Contributors to this document include (in alphabetical order): Jason Zhijingcheng Yu
Version Information: Draft version. Refer to the commit hash.
1. Introduction
The Capstone project is an effort to explore the design of a new CPU instruction set architecture that achieves multiple security goals including memory safety and isolation with one unified hardware abstraction.
Other formats: This document is also available in the following formats:
1.1. Goals
The ultimate goal of Capstone is to unify the numerous hardware abstracts that have been added as extensions to existing architectures as afterthought mitigations to security vulnerabilities. This goal requires a high level of flexibility and extensibility of the Capstone architecture. More specifically, we aim to support the following in a unified manner.
- Exclusive access
-
Software should be guaranteed exclusive access to certain memory regions if needed. This is in spite of the existence of software traditionally entitled to higher privileges such as the OS kernel and the hypervisor.
- Revocable delegation
-
Software components should be able to delegate authority to other components in a revocable manner. For example, after an untrusted library function has been granted access to a memory region, the caller should be able to revoke this access.
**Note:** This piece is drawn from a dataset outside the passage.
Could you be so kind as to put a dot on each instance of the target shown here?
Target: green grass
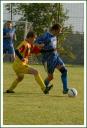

- Dynamically extensible hierarchy
-
The hierarchy of authority should be dynamically extensible, unlike traditional platforms which follow a static hierarchy of hypervisor-kernel-user. This makes it possible to use the same set of abstractions for memory isolation and memory sharing regardless of where a software component lies in the hierarchy.
- Safe context switching
-
A mechanism of context switching without trusting any other software component should be provided. This allows for a minimal TCB if necessary in case of a highly security-critical application.
1.2. Major Design Elements
The Capstone architecture design is based on the idea of capabilities, which are unforgeable tokens that represent authority to perform memory accesses and control flow transfers. Capstone extends the traditional capability model with new capability types including the following.
- Linear capabilities
-
Linear capabilities are guaranteed not to alias with other capabilities. Operations on linear capabilities maintain this property. For example, linear capabilities cannot be duplicated. Instead, they can only be moved around across different registers or between registers and memory. They can hence enable safe exclusive access to memory regions. Capabilities that do not have this property are called non-linear capabilities.
- Revocation capabilities
-
Revocation capabilities cannot be used to perform memory accesses or control flow transfers. Instead, they convey the authority to revoke other capabilities. Each revocation capability is derived from a linear capability and can later be used to revoke (i.e., invalidate) capability derived from the same linear capability. This mechanism enables revocable and arbitrarily extensible chains of delegation of authority.
- Uninitialised capabilities
-
Uninitialised capabilities convey write-only authority to memory. They can be turned into linear capabilities after the memory region has been "initialised", that is, when the whole memory region has been overwritten with fresh data. Uninitialised capabilities enable safe initialisation of memory regions and prevent secret leakage without incurring extra performance overhead.
1.3. Capstone-RISC-V ISA Overview
While Capstone does not assume any specific modern ISA, we choose to propose a Capstone extension to RISC-V due to its open nature and the availability of toolchains and simulators.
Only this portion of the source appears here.